Probably natural crosses have given rise to the Plant de Mavault (with Gouais Blanc) and Tinta de Lisboa (with Síria) varieties. Trousseau Noir was a crossbreeding partner in the new varieties Bastardo Magarachsky and Royalty. Two colour mutations of Trousseau Noir are the Trousseu Gris (grey) cultivated in California and New Zealand under Gray Riesling and the Bastardo Roxo (pink) cultivated in Portugal.
The early-ripening, high-yielding vine is susceptible to botrytis and is also sensitive to frost. It produces dark-coloured, alcohol-rich but rather low-acid red wines. Trousseau Noir is, after Poulsard Noir, the second most important red wine variety in the French Jura, with which it is often blended.

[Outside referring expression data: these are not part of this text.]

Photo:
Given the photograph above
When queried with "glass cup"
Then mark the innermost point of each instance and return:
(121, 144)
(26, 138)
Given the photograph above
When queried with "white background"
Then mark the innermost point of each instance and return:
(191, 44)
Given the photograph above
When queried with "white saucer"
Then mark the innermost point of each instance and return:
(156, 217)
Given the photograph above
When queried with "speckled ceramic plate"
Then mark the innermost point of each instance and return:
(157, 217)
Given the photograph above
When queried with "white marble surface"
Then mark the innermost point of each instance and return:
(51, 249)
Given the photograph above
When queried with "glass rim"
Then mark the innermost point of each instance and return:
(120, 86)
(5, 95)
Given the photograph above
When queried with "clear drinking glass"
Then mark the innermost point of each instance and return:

The stock is declining because it is increasingly replaced by Pinot Noir. In 2010 it only occupied 172 hectares.
In Spain, it is grown on 75 hectares in Galicia and Rioja. In Portugal, it is widely grown in the areas of Bairrada, Beiras, Dão, Douro and Madeira Island, where it is included in the famous Madeira, Mateus and Port wines and occupies 3,149 hectares. Other stocks are also said to exist in Ukraine and Moldavia, as well as in the USA in the states of California and Oregon. The total area under cultivation in 2010 was 3,431 hectares, with an upward trend. In the worldwide grape variety ranking this means 136th place.